More than a dozen top auto industry executives and observers, representing one of the industry's fastest-growing corridors, will discuss the industry's current condition and its future.
The gathering occurs at a critical juncture for the Amer-ican auto industry. Significant changes are coming from several directions - in retailing, manufacturing, product development, technology and people skills.
Among the discussions on tap:
A panel of top purchasing executives from the area's auto manufacturers will look at automaker-supplier relations at the decade's end. The Southeast has been a major U.S. growth market for suppliers for 15 years, and the automakers operating there have been in the forefront of new approaches to supply-chain management.
Speakers will discuss the 2000 computer crisis, which the industry is scrambling to avoid.

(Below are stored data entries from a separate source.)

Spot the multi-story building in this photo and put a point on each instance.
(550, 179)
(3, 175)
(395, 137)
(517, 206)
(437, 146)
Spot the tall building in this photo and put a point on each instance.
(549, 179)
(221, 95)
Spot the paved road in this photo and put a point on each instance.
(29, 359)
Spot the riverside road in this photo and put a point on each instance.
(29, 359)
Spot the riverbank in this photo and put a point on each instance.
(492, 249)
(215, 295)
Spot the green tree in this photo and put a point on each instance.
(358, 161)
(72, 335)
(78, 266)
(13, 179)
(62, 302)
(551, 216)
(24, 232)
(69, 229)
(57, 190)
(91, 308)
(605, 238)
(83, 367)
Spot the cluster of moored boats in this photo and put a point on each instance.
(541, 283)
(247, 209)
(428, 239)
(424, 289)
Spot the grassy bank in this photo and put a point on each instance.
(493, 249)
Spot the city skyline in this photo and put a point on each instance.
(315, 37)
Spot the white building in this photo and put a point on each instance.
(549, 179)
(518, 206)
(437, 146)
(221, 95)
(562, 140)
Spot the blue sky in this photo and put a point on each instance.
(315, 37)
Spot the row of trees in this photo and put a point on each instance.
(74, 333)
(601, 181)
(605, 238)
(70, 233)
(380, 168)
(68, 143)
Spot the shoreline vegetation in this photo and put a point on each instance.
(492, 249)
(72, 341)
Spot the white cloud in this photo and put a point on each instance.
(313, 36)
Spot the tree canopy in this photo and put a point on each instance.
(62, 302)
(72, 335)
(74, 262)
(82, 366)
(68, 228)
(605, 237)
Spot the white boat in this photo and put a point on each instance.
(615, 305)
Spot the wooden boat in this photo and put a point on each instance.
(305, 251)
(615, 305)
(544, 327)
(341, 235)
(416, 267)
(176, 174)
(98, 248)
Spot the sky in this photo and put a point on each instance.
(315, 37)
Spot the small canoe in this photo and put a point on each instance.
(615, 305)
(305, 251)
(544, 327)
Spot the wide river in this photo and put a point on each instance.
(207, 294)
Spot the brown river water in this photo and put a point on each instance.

Economists are warning that the simple computer software problem of rolling over from 1999 to 2000 will cost the U.S. economy hundreds of billions of dollars in disrupted commerce.
Top executives from Saturn Corp., Toyota Motor Sales U.S.A. Inc., Nissan Motor Manufacturing Corp. U.S.A., Mercedes-Benz U.S. International Inc., BMW AG and Robert Bosch Corp. will discuss the region's growth opportunities and challenges for the coming years.
The conference kicks off Sunday night, April 26, with a reception and dinner - with keynote speeches from Jerry Benefield, president of Nissan Motor Manufacturing Corp. U.S.A., and Robert Oswald, chairman of the Robert Bosch Corp. Automotive Group.
Tuesday night, a gala dinner includes speeches by Helmut Panke, member of the board of management of BMW AG in Munich, and Tennessee Gov. Don Sundquist, followed by a performance by country music star Jo Dee Messina.